Tutti possono e devono rendersi conto che l’attuale disegno di legge non si limiterebbe ad allargare la realtà del matrimonio e della famiglia, ma la stravolgerebbe, mettendo a rischio la stessa struttura della società e aprendo la strada alla mercificazione della donna e del bambino.
Questa è l’esperienza, la preoccupazione il pensiero di mamme e papà di tante famiglie numerose: felici di esserlo e certi che la famiglia riconosciuta dalla Costituzione italiana – uno sposo e una sposa aperti ai figli – è bella e ci sarà sempre. Una certezza e una felicità che, in definitiva, non vengono solo da noi. Talvolta ci ritroviamo fragili, “in vasi di creta”, ma il “Vasaio” non ci abbandona, spingendoci sempre al rispetto, all’accoglienza per ogni persona e situazione, aprendoci al dialogo. Per questo siamo sereni, perché la famiglia che nasce da una mamma e un papà – immagine quotidiana dell’Amore più grande – c’è e resiste.

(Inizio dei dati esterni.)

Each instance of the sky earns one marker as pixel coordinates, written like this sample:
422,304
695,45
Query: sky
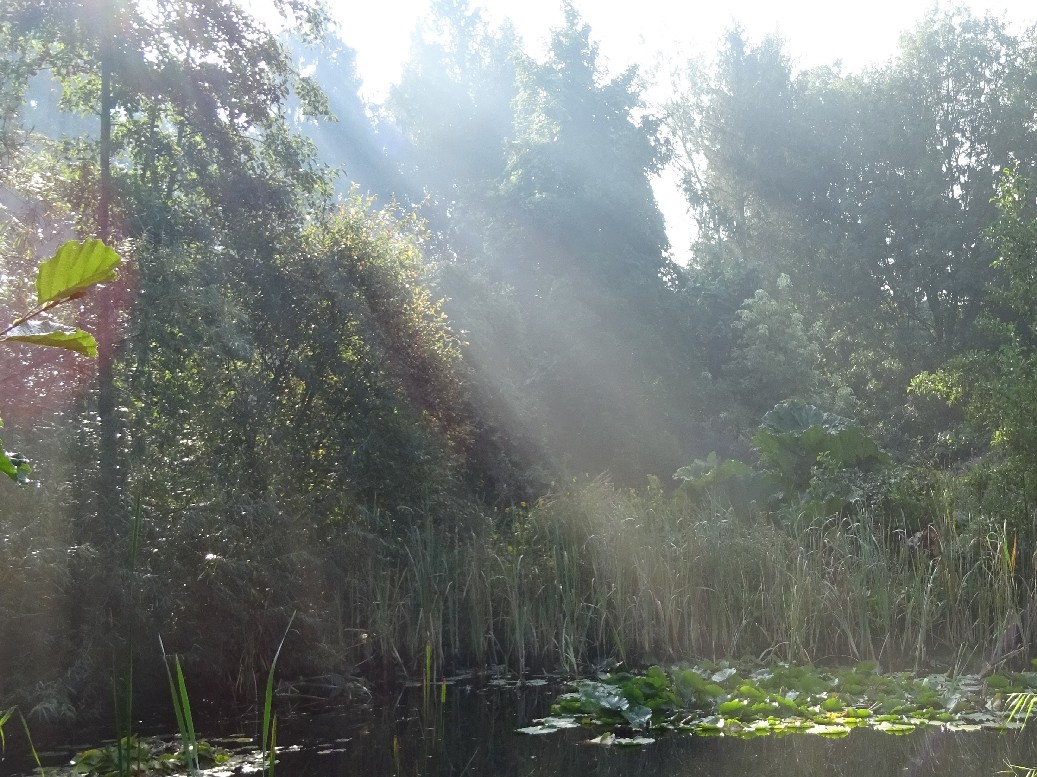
660,36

Raffaella e Giuseppe Butturini, presidenti nazionali di “Famiglie numerose”
2/ La risposta di Marco Tarquinio, direttore di Avvenire
Apprezzo molto, cari presidenti, il tono e gli argomenti che usate e la sensibilità con cui lo fate. Credo che siano frutto di quella consapevole abitudine al dialogo che è davvero naturale per chi vive la realtà di una “famiglia numerosa” e di un laico metodo di lavoro associativo che vi porta felicemente a riunire con concretezza e alta idealità persone credenti – cristiane o di altre fedi – e non credenti.
Condivido anche le vostre preoccupazioni e perplessità su opzioni e strumenti usati in Parlamento e nella società sulla delicata frontiera della progettata normativa sulle “unioni civili” anche e soprattutto per persone dello stesso sesso. In tutta franchezza, nonostante la ragionevolezza di suggerimenti e appunti che tornate a proporre, penso sia difficile che il Pd fermi le macchine del lavoro parlamentare e si impegni per realizzare un testo normativo nuovo e più saggio, ma mi piace continuare a credere che ci sia ancora spazio per interventi di qualità.
Emendamenti, cioè, che correggano le insostenibili leggerezze simil–matrimoniali del ddl Cirinnà e che scongiurino l’evidente rischio – attraverso la cosiddetta stepchild adoption, l’adozione del figlio del partner – di aprire la porta alla legalizzazione del commercio legato alla disumana pratica dell’«utero in affitto», che voi richiamate con la tragica e assolutamente realistica immagine della «mercificazione della donna e del bambino».
Per il resto vedo e denuncio da tempo anch’io – come voi, come il segretario generale della Cei, il vescovo Galantino e come tanti altri autorevoli analisti e interpreti della società italiana – che nel nostro Paese c’è una priorità da troppi anni ignorata o almeno sottovalutata dalla gran parte dei politici (e dagli opinionisti): il sostegno alla famiglia costituzionale, madre e padre con figli, secondo le vostre parole la «famiglia “bella” e di sempre», il naturale grembo della vita. Senza questo rispetto pieno ed effettivo nessun altro rispetto ha davvero contenuto e nessuna comunità umana ha degno futuro.
Grazie della vostra impegnata serenità e della forza buona a cui date voce.